The Pop Method
I had a true disaster yesterday. I spilled Coke all over my main laptop, and seem to have completely fried it.
Here’s the good news: I was able to pull out the SSD and load it into another laptop.
The laptop was a ThinkPad T60, my daily driver for the past three years. I am very sorry to see it go.
You may wonder why I use a laptop made in 2006 for work. There are many reasons why: First, the T60 has my favorite keyboard of any laptop I’ve used, writing with it was a true pleasure.
Second, the T60 was sturdy and serviceable. When my ThinkPad fell off the coffee table a couple years back, I was more worried about the floor getting damaged. When my MacBook Pro fell off a table back in college, the aluminum body revealed itself to have the toughness of soft cheese.
The third reason is that the T60 helped keep me disciplined. Unfortunately, the current tech mindset is to optimize hardware for software, and not the other way around. If a game runs slowly, the answer is not to program the game more efficiently; no, you are supposed to buy a more powerful computer. A C2D processor and 3.1 GB of RAM has led me to embrace GNU/Linux, alternative front-ends like Invidious, and simpler social media sites like Mastodon and Lemmy.
The fourth reason was support for Libreboot. Libreboot is a free-software BIOS. Back in 2021, the T60 was one of a few laptops that supported Libreboot without any complicated external-flashing processes. This is not so today: Libreboot is supported by an ever-growing list of PCs, including some with i7 processors and 16 GB (!!!) of RAM.

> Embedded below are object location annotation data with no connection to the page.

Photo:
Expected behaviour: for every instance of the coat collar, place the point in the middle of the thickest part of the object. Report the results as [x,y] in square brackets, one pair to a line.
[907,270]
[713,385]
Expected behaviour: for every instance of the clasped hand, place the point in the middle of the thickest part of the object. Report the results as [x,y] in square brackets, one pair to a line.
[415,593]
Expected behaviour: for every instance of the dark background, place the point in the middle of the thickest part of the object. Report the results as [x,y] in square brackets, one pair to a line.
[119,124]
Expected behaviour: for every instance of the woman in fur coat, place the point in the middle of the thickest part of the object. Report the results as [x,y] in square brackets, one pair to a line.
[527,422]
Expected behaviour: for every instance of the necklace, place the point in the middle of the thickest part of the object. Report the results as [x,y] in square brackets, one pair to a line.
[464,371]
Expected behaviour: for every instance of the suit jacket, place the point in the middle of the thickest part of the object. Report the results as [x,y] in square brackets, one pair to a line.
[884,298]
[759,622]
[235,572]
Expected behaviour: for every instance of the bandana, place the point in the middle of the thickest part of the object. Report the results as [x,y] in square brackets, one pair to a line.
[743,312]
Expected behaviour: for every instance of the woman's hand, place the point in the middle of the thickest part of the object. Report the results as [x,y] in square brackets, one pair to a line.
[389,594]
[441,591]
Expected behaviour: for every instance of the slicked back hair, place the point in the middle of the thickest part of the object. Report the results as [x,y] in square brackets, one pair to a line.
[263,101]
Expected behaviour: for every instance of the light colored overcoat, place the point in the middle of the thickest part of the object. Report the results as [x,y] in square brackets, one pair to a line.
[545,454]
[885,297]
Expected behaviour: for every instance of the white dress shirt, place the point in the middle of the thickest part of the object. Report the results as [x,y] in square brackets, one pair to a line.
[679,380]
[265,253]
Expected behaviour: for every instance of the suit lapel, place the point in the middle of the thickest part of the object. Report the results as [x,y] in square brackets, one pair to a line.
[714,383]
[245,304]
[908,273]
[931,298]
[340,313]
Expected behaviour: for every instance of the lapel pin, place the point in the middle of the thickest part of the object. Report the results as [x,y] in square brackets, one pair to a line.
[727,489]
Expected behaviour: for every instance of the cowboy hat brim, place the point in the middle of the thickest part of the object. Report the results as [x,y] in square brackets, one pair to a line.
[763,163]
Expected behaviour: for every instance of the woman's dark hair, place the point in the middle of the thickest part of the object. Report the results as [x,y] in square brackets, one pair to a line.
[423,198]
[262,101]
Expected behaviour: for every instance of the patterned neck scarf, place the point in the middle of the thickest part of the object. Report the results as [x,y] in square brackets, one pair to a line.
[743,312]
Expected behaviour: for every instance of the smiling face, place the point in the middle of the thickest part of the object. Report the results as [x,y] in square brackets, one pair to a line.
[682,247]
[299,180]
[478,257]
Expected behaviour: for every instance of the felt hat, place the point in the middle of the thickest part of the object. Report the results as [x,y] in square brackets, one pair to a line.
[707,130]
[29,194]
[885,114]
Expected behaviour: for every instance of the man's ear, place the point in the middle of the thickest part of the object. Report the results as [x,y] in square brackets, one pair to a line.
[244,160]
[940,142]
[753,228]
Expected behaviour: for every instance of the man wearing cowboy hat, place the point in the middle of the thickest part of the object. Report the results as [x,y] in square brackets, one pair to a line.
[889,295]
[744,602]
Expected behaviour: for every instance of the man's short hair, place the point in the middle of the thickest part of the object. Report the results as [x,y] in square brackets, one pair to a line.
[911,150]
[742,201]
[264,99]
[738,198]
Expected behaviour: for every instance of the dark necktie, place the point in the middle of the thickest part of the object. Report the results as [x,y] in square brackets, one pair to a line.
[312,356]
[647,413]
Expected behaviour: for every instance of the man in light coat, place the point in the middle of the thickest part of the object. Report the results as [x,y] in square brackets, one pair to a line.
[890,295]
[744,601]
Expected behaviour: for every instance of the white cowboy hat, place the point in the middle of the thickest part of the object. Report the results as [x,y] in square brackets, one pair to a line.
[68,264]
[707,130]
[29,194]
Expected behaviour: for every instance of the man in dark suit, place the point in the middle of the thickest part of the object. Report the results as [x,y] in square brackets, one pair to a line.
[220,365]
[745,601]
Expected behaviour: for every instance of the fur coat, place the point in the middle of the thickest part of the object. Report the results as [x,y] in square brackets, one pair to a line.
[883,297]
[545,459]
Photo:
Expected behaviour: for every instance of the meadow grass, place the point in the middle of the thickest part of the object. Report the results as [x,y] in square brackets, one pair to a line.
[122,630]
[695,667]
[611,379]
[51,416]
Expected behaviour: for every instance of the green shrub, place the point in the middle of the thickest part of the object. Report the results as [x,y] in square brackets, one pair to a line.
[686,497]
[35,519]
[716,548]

I suppose I have one more reason for choosing a T60: it was to prepare for moments like these. I have never been more grateful to have a cardboard box full of cheap ThinkPads and MacBooks running Libreboot. I can buy a replacement T60 on eBay for under $100. I am not out thousands of dollars, as I might be with a MacBook Pro or a Microsoft Surface.
The obvious concern is my data. Yes, my SSD was fine, but what if that had fried, too? Yes, Nantucket E-Books is version-controlled, and backed up, but what about—everything else?
This has been a wake-up call that I need some kind of backup system. I need something like Time Machine (or its GNU/Linux equivalent), or cloud “other people’s computers” storage.
For now, I’m grateful for my low-tech setup, which means this Coke catastrophe isn’t the end of the world, hardware-wise. It could have been much worse, data-wise, so this is my opportunity to do better.